TO KILL A MAN and HISTORY OF FEAR to New Directors


The Museum of Modern Art and the Film Society of Lincoln Center have just announced the complete lineup for their 43rd annual New Directors/New Films Festival. The 2014 lineup includes the New York premiere of the Chilean film To Kill a Man / Matar a un hombre (pictured below right) by Alejandro Fernández Almendras, and the North American premiere of the Argentinean film History of Film / Historia del miedo by Benjamín Naishtat (pictured left).

New Directors/New Films will also feature three Latin American short films: The Island /La isla by Dominga Sotomayor and Katarzyna Klimkiewicz from Chile, Landscape / Paisaje by Matias Umpierrez from Argentina, and The Reaper / La Parka by Gabriel Serra from Mexico.

Bullying is a phenomenon that doesn’t just take place in the schoolyard. In Fernández Almendras’s raw, unnerving psychological thriller, bullies and their victims live side by side in a working-class neighborhood. Passive Jorge tries to ignore the cruel taunting of some local thugs who would be considered juvenile delinquents if they weren’t full-grown adults. But when the worst of the bunch steals Jorge’s insulin syringe, and his son winds up in the hospital with a gunshot wound after attempting to get it back, Jorge and his wife seek redress legally—to no avail. The family is humiliated again and again, and when his teenage daughter is sexually threatened, Jorge, pushed over the edge, decides to take matters into his own hands.

How strong does a fence need to be, or how loud must an alarm blare, or how brightly should an open field be lit for us to feel safe? The impossibility of a definitive answer to these kinds of questions lies at the heart of Benjamín Naishtat’s unsettling feature debut.
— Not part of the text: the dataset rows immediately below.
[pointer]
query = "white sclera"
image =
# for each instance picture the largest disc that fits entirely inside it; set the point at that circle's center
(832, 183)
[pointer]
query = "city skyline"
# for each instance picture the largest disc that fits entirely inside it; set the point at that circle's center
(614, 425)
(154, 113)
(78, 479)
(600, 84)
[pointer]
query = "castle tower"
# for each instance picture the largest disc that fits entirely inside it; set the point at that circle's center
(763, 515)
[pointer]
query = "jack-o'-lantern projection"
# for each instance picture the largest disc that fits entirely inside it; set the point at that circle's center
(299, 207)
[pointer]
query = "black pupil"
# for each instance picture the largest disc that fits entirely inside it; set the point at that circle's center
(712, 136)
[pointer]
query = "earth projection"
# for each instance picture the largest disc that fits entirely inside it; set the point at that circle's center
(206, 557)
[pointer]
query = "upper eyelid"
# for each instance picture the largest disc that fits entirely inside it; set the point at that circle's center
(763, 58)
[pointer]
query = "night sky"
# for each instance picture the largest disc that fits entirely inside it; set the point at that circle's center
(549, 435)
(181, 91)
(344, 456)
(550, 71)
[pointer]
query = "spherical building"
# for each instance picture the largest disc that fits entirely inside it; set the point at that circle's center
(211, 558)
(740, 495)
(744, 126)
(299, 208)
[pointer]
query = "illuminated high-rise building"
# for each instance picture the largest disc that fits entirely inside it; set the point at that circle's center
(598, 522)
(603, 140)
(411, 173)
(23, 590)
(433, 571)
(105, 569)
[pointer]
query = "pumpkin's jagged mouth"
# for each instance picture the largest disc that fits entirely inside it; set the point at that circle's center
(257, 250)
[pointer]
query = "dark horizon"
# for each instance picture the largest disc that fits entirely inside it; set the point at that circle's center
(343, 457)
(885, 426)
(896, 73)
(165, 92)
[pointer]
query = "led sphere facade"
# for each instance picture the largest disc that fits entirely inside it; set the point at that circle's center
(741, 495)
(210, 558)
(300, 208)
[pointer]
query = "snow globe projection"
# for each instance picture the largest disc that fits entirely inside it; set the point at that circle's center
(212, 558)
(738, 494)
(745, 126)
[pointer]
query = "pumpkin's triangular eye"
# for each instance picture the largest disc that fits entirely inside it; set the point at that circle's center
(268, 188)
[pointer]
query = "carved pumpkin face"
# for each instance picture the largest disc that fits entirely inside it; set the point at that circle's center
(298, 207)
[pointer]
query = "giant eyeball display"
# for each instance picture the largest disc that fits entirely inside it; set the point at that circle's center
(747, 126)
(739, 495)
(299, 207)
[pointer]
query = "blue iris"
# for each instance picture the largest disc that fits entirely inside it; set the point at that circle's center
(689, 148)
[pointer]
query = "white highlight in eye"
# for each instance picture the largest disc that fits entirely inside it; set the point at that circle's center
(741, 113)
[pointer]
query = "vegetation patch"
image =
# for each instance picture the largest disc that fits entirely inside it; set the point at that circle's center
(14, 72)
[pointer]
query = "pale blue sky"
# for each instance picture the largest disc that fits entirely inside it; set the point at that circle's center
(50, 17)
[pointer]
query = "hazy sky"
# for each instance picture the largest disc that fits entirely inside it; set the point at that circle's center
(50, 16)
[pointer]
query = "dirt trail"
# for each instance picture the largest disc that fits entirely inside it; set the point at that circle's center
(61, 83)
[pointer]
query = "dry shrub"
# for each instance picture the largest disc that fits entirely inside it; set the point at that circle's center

Set in an economically destabilized Argentina, the film weaves stories of characters from multiple social strata into an interlocking narrative of paranoia and fear. The isolation of wealth and detachment from neighbors causes insecurities to fester, feeding a “security consumption” culture and all its incumbent paraphernalia. As we begin to recognize and sympathize with the situations depicted, the most troubling realization of all arrives: we are doing it to ourselves.

The 43rd edition of New Directors/New Films, an annual rite of early spring in New York City, bringing exciting discoveries from around the world to adventurous moviegoers, will run March 19 – 30 screening 27 international feature films and 13 short films.